NEW YORK (GenomeWeb) — GeneCentric said today that it has exclusively licensed a next-generation sequencing-based pancreatic cancer subtyping technology from the University of North Carolina at Chapel Hill.
According to Research Triangle Park-based GeneCentric, the technology — called purity independent subtyping of tumors, or PurIST — is based on set of patient-cell derived gene signatures for classifying four pancreatic subtypes. Earlier this year, the technology's developer published data in Clinical Cancer Research indicating that chemotherapeutic drug response differs among patients with different genomic/transcriptomic subtypes.
GeneCentric said it intends to develop the PurIST technology for the identification of responder populations to novel pancreatic ductal adenocarcinoma therapeutics with its pharmaceutical partners and other collaborators.
Specific terms of the licensing deal were not disclosed.
"The license will expand our portfolio of high-resolution, genomic-defined cancer subtypes that have the potential to function as universal biomarkers for drug response," GeneCentric Founder and CEO Myla Lai-Goldman said in a statement. "The subtyping platform has significant potential to guide the development and eventual clinical use of promising therapeutic agents in this disease."
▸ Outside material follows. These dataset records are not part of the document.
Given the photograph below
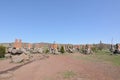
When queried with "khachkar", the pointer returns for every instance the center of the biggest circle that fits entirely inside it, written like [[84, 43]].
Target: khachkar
[[29, 46], [18, 44]]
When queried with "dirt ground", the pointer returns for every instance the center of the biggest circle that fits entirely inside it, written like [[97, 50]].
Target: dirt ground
[[59, 67]]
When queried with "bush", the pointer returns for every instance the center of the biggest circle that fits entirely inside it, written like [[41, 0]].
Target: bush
[[62, 50], [47, 51], [2, 51]]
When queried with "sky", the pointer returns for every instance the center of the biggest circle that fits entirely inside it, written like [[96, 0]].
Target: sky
[[62, 21]]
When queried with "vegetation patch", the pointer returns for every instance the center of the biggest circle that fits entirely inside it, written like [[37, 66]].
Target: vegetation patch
[[101, 56], [68, 74]]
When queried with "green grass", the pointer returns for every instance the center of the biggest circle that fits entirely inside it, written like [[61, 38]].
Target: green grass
[[2, 58], [102, 56]]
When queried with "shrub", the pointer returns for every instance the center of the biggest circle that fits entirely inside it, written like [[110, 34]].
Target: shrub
[[2, 51], [47, 51], [62, 50]]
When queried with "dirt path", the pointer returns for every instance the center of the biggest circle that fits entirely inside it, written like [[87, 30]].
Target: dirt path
[[64, 67]]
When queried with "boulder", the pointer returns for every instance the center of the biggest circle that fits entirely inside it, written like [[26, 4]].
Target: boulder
[[17, 59]]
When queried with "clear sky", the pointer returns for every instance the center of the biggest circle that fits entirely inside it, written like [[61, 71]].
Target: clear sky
[[63, 21]]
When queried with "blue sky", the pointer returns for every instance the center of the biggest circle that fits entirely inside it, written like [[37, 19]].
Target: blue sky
[[63, 21]]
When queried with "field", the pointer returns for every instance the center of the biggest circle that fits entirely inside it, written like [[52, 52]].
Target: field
[[98, 66]]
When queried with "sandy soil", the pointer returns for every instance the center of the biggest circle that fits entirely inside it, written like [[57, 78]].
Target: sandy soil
[[55, 66]]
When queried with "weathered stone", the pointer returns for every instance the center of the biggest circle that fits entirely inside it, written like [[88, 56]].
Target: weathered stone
[[8, 55], [14, 51], [17, 59]]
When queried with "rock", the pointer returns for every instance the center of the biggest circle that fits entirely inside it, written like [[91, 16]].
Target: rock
[[8, 55], [17, 59], [24, 56], [14, 51]]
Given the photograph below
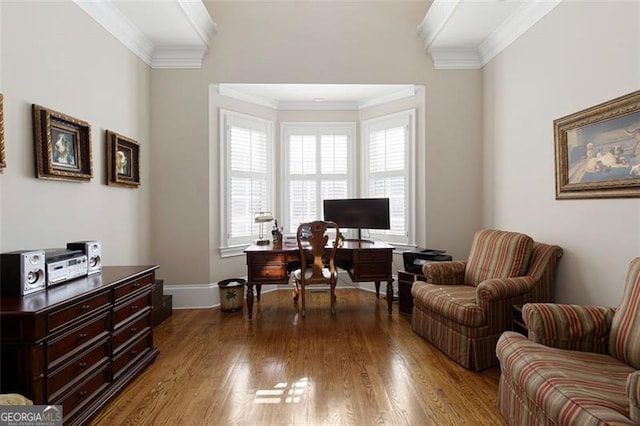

Earlier this year, GeneCentric — which has been shifting away from diagnostics development to providing patient subtyping services — presented data showing that its Cancer Subtyping Platform could be used to define a 60-gene expression signature that distinguished four bladder cancer subtypes from each other. In 2017, the firm began working with Bristol-Myers Squibb to identify translational biomarkers for the pharma company's cancer immunotherapy Opdivo (nivolumab).